# How do you use a tachymeter watch bezel?



## KevinL (Apr 8, 2005)

I've seen a tachymeter bezel on some watches with a lot of numbers before - and I'm clueless as to what this is or what it does. The bezel doesn't appear to rotate. I could use some clue /ubbthreads/images/graemlins/stupid.gif /ubbthreads/images/graemlins/grin.gif thanks guys /ubbthreads/images/graemlins/smile.gif

I think CPF is starting to give me the watch bug.. I had better watch it /ubbthreads/images/graemlins/grin.gif multitools, lights, gear, bags, ... and for a while I thought only the lights raided the Paypal account, now it's everything else helping themselves too!


----------



## w0mbatinoz (Apr 8, 2005)

Hi,

I have one on my Tag Heuer, and it's a neat thing to have when the need arrises. (try to work out speeds of R/C cars )

I found this site explained it well for me. http://www.time4watches.com/Watch%20Articles/how_to_use_a_tachymeter.htm

Cheers /ubbthreads/images/graemlins/smile.gif

--Steve


----------



## [email protected] (Apr 8, 2005)

The tachmeter scale gives you the speed at witch something is traveling in a given time. (usually KM/h) /ubbthreads/images/graemlins/wink.gif

EDIT:
Steve's explanation is much better. /ubbthreads/images/graemlins/wink.gif


----------



## AngelEyes (Apr 8, 2005)

It is used in conjunction with the stopwatch and you need to know one value to calculate another.

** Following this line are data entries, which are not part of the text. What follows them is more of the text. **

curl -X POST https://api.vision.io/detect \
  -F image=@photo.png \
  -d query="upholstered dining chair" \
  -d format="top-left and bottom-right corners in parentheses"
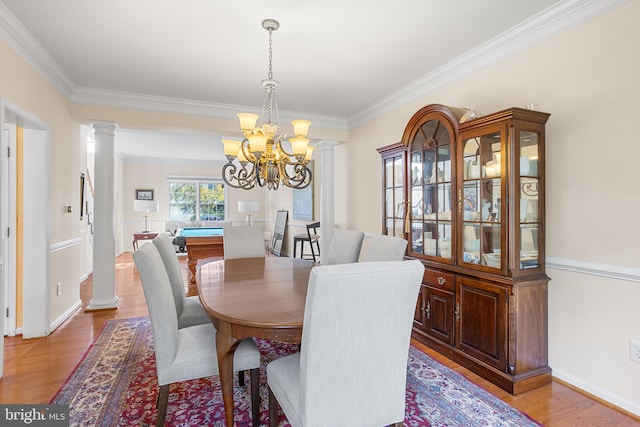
top-left (325, 229), bottom-right (365, 265)
top-left (223, 225), bottom-right (265, 259)
top-left (358, 234), bottom-right (408, 262)
top-left (152, 233), bottom-right (211, 328)
top-left (267, 260), bottom-right (424, 427)
top-left (133, 243), bottom-right (261, 427)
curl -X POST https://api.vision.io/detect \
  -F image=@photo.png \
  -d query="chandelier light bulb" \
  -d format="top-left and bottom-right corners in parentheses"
top-left (289, 137), bottom-right (310, 157)
top-left (221, 139), bottom-right (242, 158)
top-left (237, 113), bottom-right (259, 133)
top-left (291, 119), bottom-right (311, 138)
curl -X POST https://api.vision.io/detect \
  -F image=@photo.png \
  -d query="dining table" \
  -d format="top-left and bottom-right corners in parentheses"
top-left (196, 256), bottom-right (315, 427)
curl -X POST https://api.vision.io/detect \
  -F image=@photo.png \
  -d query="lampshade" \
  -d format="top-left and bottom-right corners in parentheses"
top-left (238, 201), bottom-right (259, 213)
top-left (133, 200), bottom-right (159, 212)
top-left (291, 119), bottom-right (311, 137)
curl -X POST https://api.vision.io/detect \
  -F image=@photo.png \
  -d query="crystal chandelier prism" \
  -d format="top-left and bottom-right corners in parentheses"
top-left (222, 19), bottom-right (313, 190)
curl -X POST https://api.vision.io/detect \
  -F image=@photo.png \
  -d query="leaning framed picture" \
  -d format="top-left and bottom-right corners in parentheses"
top-left (136, 189), bottom-right (154, 201)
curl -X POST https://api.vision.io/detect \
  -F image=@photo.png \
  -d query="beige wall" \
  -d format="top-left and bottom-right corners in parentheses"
top-left (0, 37), bottom-right (84, 330)
top-left (344, 1), bottom-right (640, 414)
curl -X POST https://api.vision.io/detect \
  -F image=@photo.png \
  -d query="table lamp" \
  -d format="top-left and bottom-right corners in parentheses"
top-left (133, 199), bottom-right (159, 232)
top-left (238, 200), bottom-right (259, 226)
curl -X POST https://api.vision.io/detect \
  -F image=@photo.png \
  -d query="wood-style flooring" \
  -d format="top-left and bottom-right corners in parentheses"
top-left (1, 252), bottom-right (638, 426)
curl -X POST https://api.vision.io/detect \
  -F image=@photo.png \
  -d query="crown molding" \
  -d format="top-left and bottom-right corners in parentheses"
top-left (0, 0), bottom-right (627, 131)
top-left (71, 87), bottom-right (348, 131)
top-left (0, 1), bottom-right (75, 98)
top-left (348, 0), bottom-right (629, 128)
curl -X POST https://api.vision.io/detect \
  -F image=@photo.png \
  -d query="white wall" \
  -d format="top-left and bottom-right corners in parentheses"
top-left (343, 1), bottom-right (640, 415)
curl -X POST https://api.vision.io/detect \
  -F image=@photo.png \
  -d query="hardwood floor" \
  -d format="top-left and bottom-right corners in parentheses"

e.g. you know the distance (1000metres), the stopwatch measures time (60seconds), therefore the tachy thing on the watch shows the speed (1km per minute or 60km per hour)


----------



## mossyoak (Apr 8, 2005)

mine works best on a one mile track once the car passes a certain point i start the chronograph once it is around the track and back to the same point i stop the chronograph i look to where the chrono hand is and it is pointing at the speed of the vehicle but it only works if the speed is above 60mph the topspeed that i can calculate is 600mph its very handy for me while watching formula one races


----------



## chmsam (Apr 8, 2005)

Use them on a measured mile or kilometer. Start the watch at the beginning and stop it at the end of the distance. The number on the bezel is the speed over the measured distance.

I have a Timex stopwatch that allows you to enter a distance to a hundredth of a mile and then time through that distance. The stopwatch then displays the speed through that distance. Very handy at racetracks.


----------



## bjn70 (Apr 9, 2005)

This function will calculate any "units per hour". Pick some item that repeats, time one cycle of this item, the tachymetre bezel will tell you how many "items per hour" will occur.

You could calculate "mile per hour", "km per hour", "widgets per hour" (i.e. how many widgets a machine produces per hour).


----------



## KevinL (Apr 9, 2005)

Thanks for the education guys /ubbthreads/images/graemlins/smile.gif I think I've figured it out, the web page in the second post explains it very well. 

Not likely I'd use this feature but good to know in case I ever have to. /ubbthreads/images/graemlins/smile.gif


----------



## rgp4544 (Apr 9, 2005)

Kevin,

They are easiest to use when driving in areas with markers every mile or every kilometre...just click the chrono to start when you are passing a marker and click it to stop at the next marker and read your speed off the tachymetric dial.

Make sure it is a tachymetric scale though, because there are several scales used on watches and some do pulse, some do the speed of sound, etc.

Check this link http://www.chronomaster.co.uk/chronograph_functions1.htm and the links on the left side of the page, tachymetric scale, pulsometer, telemeter, asthometer, production counter (basically same as a tachymetre), and likely they have even more counters than those.

Richard.


----------



## ncelq (Feb 13, 2013)

With the reference to Tachymetre, there is a supplementary information that the limitation of the tachymetre is from 7.2 seconds to 60 seconds. Any elapsed time outside that range will have a invalid result.


----------